# Snuggle Bag



## cprcheetah

I make Snuggle Bags, and Zoey has a plethera of them, but a girl can always use more, so I made her a new one tonight, it's a pink/brown plaid with brown lining. 








My little Diva, the kitty helper on the right is Mini Dee she has Cerebral Hypoplasia, but is my sweetheart.








I just love this pattern:


----------



## Reese and Miley

I love the pattern too! Those are great! Clearly Zoey thinks so


----------



## elaina

awww, Zoey looks so pretty in her pink plaid snuggle bag


----------



## Brodysmom

That is wayyyyyyyyyyyyyyyyyyyy cute!!!!


----------



## TLI

Very nice!! I love those Snuggle bags! We have a few, and my pups adore them! I really like that pattern too!

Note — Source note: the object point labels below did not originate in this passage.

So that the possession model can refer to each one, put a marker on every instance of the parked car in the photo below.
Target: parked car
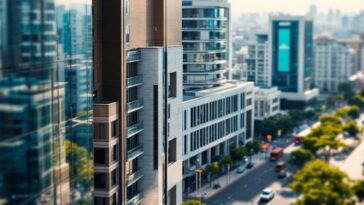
(267, 194)
(282, 174)
(240, 169)
(281, 165)
(250, 165)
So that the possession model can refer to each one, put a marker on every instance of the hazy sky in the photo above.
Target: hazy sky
(294, 6)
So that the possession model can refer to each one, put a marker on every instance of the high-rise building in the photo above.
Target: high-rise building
(291, 59)
(206, 43)
(258, 61)
(137, 80)
(34, 167)
(43, 164)
(215, 121)
(334, 64)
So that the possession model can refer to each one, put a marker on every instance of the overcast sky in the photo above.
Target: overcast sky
(294, 6)
(287, 6)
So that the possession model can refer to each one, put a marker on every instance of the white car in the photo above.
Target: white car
(267, 194)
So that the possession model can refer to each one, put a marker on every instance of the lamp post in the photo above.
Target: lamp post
(198, 172)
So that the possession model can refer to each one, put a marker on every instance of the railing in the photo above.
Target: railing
(134, 105)
(133, 56)
(132, 178)
(135, 80)
(134, 152)
(135, 128)
(135, 199)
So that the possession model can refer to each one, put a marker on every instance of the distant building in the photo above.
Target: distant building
(291, 59)
(335, 63)
(258, 61)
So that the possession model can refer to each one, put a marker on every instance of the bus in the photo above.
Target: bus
(276, 154)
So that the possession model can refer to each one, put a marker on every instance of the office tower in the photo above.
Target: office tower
(291, 59)
(77, 30)
(46, 166)
(334, 64)
(32, 143)
(215, 121)
(206, 43)
(258, 61)
(135, 42)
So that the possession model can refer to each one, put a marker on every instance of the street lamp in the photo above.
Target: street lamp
(198, 172)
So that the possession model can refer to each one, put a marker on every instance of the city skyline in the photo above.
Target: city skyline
(295, 7)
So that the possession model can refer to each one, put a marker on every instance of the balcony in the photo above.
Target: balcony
(132, 178)
(134, 81)
(134, 152)
(135, 199)
(135, 105)
(135, 129)
(133, 56)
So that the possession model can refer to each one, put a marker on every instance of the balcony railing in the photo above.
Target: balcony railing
(135, 129)
(135, 105)
(134, 152)
(132, 56)
(135, 200)
(132, 178)
(134, 81)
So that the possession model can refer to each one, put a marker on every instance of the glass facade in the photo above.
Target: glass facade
(205, 37)
(46, 102)
(285, 55)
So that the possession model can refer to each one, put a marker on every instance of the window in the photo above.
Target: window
(172, 87)
(100, 180)
(99, 156)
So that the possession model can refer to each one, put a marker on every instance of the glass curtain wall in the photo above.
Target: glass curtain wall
(46, 102)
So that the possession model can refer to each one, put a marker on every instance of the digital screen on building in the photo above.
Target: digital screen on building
(284, 46)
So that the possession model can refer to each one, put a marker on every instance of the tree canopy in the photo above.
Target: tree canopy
(300, 156)
(352, 128)
(193, 202)
(321, 184)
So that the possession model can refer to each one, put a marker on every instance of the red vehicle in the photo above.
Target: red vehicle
(298, 140)
(276, 154)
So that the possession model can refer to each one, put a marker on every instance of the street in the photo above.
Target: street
(246, 190)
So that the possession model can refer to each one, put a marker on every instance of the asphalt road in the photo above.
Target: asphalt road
(247, 189)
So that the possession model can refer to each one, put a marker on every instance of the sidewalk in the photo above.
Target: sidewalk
(207, 191)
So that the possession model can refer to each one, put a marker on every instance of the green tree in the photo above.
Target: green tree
(310, 114)
(354, 112)
(81, 164)
(346, 89)
(299, 157)
(296, 116)
(322, 184)
(238, 154)
(193, 202)
(356, 100)
(330, 119)
(352, 128)
(213, 169)
(359, 190)
(327, 143)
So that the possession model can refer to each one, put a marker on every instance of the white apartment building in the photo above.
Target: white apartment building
(334, 64)
(214, 121)
(266, 102)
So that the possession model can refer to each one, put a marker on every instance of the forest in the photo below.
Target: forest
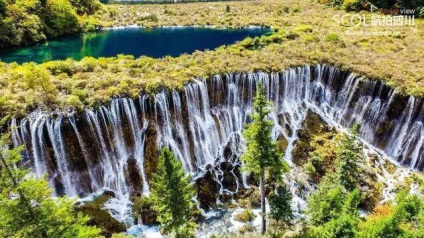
(304, 131)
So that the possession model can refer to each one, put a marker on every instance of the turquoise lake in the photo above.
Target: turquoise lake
(156, 42)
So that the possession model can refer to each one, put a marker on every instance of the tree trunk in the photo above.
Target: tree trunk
(26, 202)
(263, 209)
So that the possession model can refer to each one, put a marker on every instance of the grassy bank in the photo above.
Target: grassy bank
(305, 33)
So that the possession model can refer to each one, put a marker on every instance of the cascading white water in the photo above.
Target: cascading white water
(203, 125)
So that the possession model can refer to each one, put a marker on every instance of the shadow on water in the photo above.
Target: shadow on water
(156, 42)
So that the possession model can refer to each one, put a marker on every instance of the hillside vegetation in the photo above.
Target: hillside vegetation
(24, 22)
(304, 32)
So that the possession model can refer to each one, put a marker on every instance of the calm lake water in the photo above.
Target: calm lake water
(157, 42)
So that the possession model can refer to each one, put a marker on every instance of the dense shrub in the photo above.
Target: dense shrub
(25, 22)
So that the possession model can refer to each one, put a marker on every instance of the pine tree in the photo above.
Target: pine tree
(27, 208)
(262, 154)
(280, 205)
(349, 155)
(171, 196)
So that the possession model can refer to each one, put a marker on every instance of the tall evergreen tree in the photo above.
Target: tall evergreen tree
(171, 196)
(280, 205)
(349, 156)
(262, 154)
(27, 208)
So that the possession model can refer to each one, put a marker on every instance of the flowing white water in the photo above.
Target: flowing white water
(203, 125)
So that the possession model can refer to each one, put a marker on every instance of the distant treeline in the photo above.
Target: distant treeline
(388, 6)
(24, 22)
(158, 1)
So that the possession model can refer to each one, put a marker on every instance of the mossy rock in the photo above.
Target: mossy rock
(143, 211)
(311, 126)
(249, 198)
(245, 216)
(390, 167)
(100, 217)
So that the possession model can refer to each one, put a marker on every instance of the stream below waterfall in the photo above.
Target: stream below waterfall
(114, 147)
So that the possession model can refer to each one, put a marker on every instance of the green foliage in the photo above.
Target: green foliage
(349, 156)
(262, 152)
(27, 208)
(245, 216)
(405, 218)
(280, 205)
(354, 5)
(171, 196)
(86, 6)
(24, 22)
(332, 211)
(332, 37)
(61, 17)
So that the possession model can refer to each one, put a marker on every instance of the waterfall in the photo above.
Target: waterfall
(105, 148)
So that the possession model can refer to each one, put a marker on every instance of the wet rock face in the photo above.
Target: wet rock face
(100, 217)
(143, 211)
(312, 125)
(81, 152)
(207, 190)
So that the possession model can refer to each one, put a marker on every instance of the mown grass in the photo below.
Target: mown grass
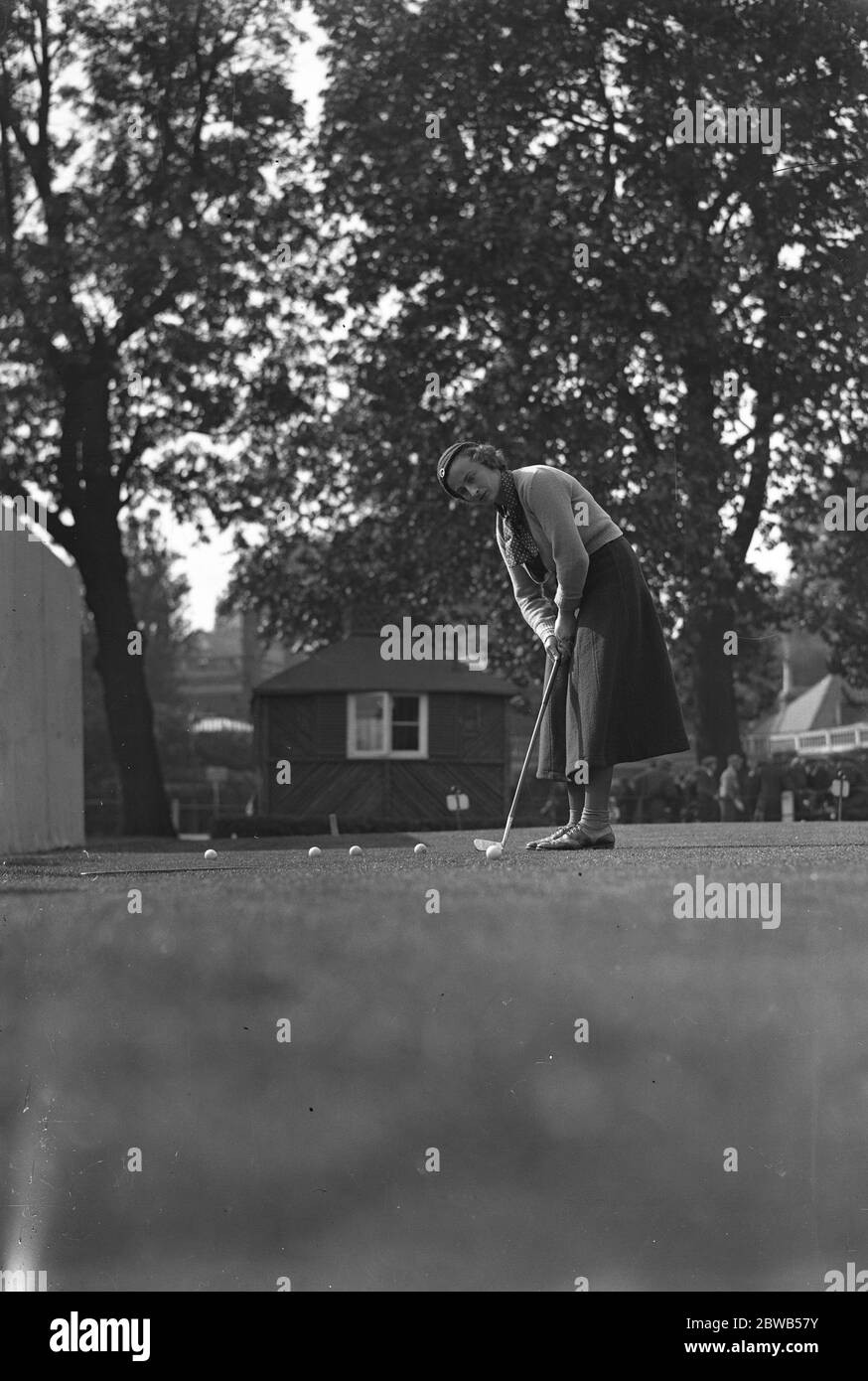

And of course Zoey looks so cute in it!


----------



## Jerry'sMom

awwww, Zoey, a vision in pink! :love7:
great job Heather! I see I could be doing more with my new sewing machine...


----------



## *Princess*

amazing work well done x


----------



## London

I love that pattern and what a gorgeous model too


----------



## cprcheetah

Thanks guys, Zoey could LIVE in a snuggle bag if I let her, she loves them year round which is why I started making them, I have it set just right as I had bought some from some other people and they were always hard for Zoey to get into, so my hubby and I designed one that works, the inside doesn't fall out so you have to put it back in all the time and they are nice and soft for her. She has one I think in just about every room now, and spares to boot


----------



## TripleAChihuahuas

she is so adorable and love the colors fits her!


----------



## 17428

I made a pretty lavendar polar fleece snuggle sack for Dahlia this morning.
She hated it!! Im selling it in the buyers/sellers section.


----------



## KittyD

Adorable! looks so very cozy


----------



## miasowner

It looks very comfy, I love the pattern.


----------



## Ivy's mom

Girl....you can never have to many!!!!! Love the color combos

Lori


----------



## lorilisa1

I would like to be able to take Isabella to work, I am hearing about different purses, totes and slings. Does anyone know of one that can be buckeld in the car and then it becomes a carrier, I don't ask for much. lol...Isabella's mom.


----------



## Martha

Did you have a pattern for the bag? I have bought some pink fleece to make one but I was just going to wing it.


----------



## cprcheetah

I don't have a pattern, my husband came up with the way we make them, as I had complaints about some that I had bought when Zoey was younger (I had a really nice one that I bought at a dog show with fleece & faux sheepskin that would come apart every time I washed it so I'd have to spend time to put the inner lining back in, and it drove me crazy), and after so many washes it looked horrible, now Zoey uses it as a bed/pillow as it just doesn't work anymore as a snuggle bag

Here's a couple sites that have how to make simple snuggle bags:
Fleece Snuggle Bag - Free, Simple Sewing Fleece Project
www.ObsessiveChihuahuaDisorder.com: Easy Do-It-Yourself Snuggle Sack for Dogs


----------



## AngelandBelle

My Gosh those are super cute. Do you sell them? I'd love one for Belle and Twinkles.


----------



## cprcheetah

Yes I do sell them. Normally I have a website however we lost one of our hard drives on our server this week, so have to rebuild from what we were able to recover. Here's a thread with what I have right now: http://www.chihuahua-people.com/buyers-sellers/55422-kozy-snuggle-bags.html I also take custom orders, and if you buy more than 1 they are $20 each.


----------



## Martha

My computer is acting up but I wanted to thank you for info about pattern and thanks for the links.


----------



## imadigger

Your snuggle bags are awesome. I've been looking for a pattern to make one for Chico but the pattern companies want $15.95 for a pattern. I have some material that I could use.
So, thanks for the links on how to make them.
Again, your snuggies are AWESOME. I especially like the pink and brown plaid.


----------